Since you are using the s3 gateway, you are safe up to the last checkpoint
that happened (it hapens periodically but a checkpoint can take time).
Sorry, I missed the size of heap allocated to ES, I typically recommend
using ~50% of the machine memory to the ES_HEAP_SIZE.
One more thing, if you start another machine to form a cluster, you will
now have 2 machines in the cluster. If you created the index / indices with
default number of replicas, then it is set to 1, which means you will have
2 copies of each shard. Once you start the second node, the replicas will
be allocate on it, so you will end up with the same capacity problems.
If you don't care about replicas (less HA), then you can dynamically change
the number of replicas to 0, otherwise, you will need to provision
machines appropriately.
One last thing, I recommend using local (the default) gateway on AWS, not
s3, because of the overhad it comes with the the time it can take to do a
checkpoint. This means each node local drive (or EBS) is used for recovery.
On Thu, May 10, 2012 at 11:59 PM, andym imwellnow@gmail.com wrote:
Yes, it's single node and ES_HEAP_SIZE is as 5120M (not 520M)
You're are right, I'll have to move to bigger machine or split it into
2 machines as it started happening relatively recently (at ~300M docs)
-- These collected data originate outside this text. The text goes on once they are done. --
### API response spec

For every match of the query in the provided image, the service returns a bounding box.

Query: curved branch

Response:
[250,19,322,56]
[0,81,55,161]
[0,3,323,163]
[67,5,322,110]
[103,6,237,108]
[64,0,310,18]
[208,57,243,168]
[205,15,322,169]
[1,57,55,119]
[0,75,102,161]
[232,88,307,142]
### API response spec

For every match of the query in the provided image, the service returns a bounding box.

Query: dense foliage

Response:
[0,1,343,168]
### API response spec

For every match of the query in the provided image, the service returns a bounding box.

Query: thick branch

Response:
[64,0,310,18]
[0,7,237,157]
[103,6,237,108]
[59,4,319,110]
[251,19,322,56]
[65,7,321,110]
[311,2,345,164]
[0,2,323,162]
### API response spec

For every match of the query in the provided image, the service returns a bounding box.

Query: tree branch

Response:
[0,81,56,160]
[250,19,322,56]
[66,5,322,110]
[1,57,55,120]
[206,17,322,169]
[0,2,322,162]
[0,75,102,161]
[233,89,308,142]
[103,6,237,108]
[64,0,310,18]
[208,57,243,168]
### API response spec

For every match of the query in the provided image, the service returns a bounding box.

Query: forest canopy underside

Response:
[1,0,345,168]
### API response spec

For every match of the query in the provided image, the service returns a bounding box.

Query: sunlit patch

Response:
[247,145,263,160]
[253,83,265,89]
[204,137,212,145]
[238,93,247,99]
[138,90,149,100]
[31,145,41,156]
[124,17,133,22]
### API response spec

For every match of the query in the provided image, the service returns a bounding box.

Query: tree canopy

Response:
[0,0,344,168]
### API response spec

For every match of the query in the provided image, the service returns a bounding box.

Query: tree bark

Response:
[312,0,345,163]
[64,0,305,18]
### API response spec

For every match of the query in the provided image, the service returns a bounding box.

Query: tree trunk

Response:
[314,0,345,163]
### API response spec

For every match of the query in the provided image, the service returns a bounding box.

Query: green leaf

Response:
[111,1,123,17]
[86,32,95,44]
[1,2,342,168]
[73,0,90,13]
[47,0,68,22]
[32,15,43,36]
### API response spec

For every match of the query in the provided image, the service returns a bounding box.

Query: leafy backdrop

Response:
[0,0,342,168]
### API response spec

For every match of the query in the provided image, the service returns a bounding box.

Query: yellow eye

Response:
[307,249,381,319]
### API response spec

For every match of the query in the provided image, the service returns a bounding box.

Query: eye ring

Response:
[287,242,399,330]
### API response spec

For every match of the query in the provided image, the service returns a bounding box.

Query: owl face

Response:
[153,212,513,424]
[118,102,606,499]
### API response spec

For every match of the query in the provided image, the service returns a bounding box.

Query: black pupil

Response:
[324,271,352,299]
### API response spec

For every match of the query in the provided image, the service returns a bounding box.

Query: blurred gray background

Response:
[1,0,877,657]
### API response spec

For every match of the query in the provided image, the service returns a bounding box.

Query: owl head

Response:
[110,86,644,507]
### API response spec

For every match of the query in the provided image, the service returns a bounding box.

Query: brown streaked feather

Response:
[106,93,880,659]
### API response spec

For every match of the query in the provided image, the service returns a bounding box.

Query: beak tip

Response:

My question is whether these restarts are safe at the moment and do
not lead to data loss in ES (where ES would return "OK" to processing
threads which would mark jobs as completed, but then ES would not
persist them due to restart). ES is currently running with
threadpool.index.type: cached
threadpool.bulk.type: cached
I tried to make these "blocking" but then processing threads were idle
most of the time just waiting for ES to return
On May 10, 4:48 pm, Shay Banon kim...@gmail.com wrote:
We are talking about a single ES node, right? For the amount of data that
you indexed, seems like you are hitting memory limits, 520mb for the
amount
of data you have is not enough, probably should go to 3.5 or 4 gb (out of
the 7gb this instance type has) as ES_HEAP_SIZE.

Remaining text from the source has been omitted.